Una de esas comunidades impensables es Iñapari, una ciudad bañada por el sol, con caminos de tierra y un puñado de restaurantes y moteles de poca monta en el sureste de Perú, en la frontera entre Bolivia y Brasil. Está a unas 2,400 millas de Caracas por tierra, lejos del caos y la pobreza… y de todo lo demás.

Emilio Marcano, un reparador de refrigeradores de 49 años de edad, es uno en la docena de venezolanos que ahora consideran Iñapari su hogar. Huyó de Venezuela con su familia porque estaba cansado de la delincuencia desenfrenada y veía a sus vecinos pasar hambre. Vendió tres autos por un total de $1,600 y se fue con su esposa y dos hijos a la frontera sur de Venezuela y de ahí, a través de Brasil, a Lima, una ciudad que pensó que sería “el paraíso en la tierra”.

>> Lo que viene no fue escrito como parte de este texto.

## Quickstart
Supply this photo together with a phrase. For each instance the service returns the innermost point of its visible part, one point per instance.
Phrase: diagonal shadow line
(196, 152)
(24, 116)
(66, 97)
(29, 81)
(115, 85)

En cambio, terminó luchando por mantener un trabajo y a su familia. “Pasamos de una situación donde no había nada [en Venezuela] y hambre, a un lugar donde había de todo, pero seguíamos hambrientos”, dijo.

Cuando ya solo le quedaba un puñado de dólares, Marcano cuenta que Dios le habló en una visión y le dijo que “sus pies tenían que pisar fronteras”.

No sabía bien lo que eso significaba, pero sabía que tenía que recorrer con su familia el camino por donde llegaron si querían sobrevivir. En su viaje en autobús hacia Brasil, de regreso a Venezuela, la familia se detuvo en Iñapari. Ahí es donde su suerte cambió dramáticamente. Una mujer ofreció a la familia un lugar gratis para alojarse y otro lugareño pagó por anuncios de radio para que todos conocieran las habilidades de Marcano como reparador de refrigeradores.

Solo más tarde, cuando miró un mapa, se dio cuenta de que estaba parado literalmente en medio de tres fronteras: Perú, Brasil y Bolivia.

Marcano se sentó hace poco afuera de su pequeña casa anclada en un camino polvoriento, rodeado por una docena de congeladores y refrigeradores rotos que le habían traído desde los tres países. Dijo que iba a cancelar los anuncios de radio porque estaba abrumado por el trabajo, uno de los beneficios de ser el único reparador en 140 millas a la redonda.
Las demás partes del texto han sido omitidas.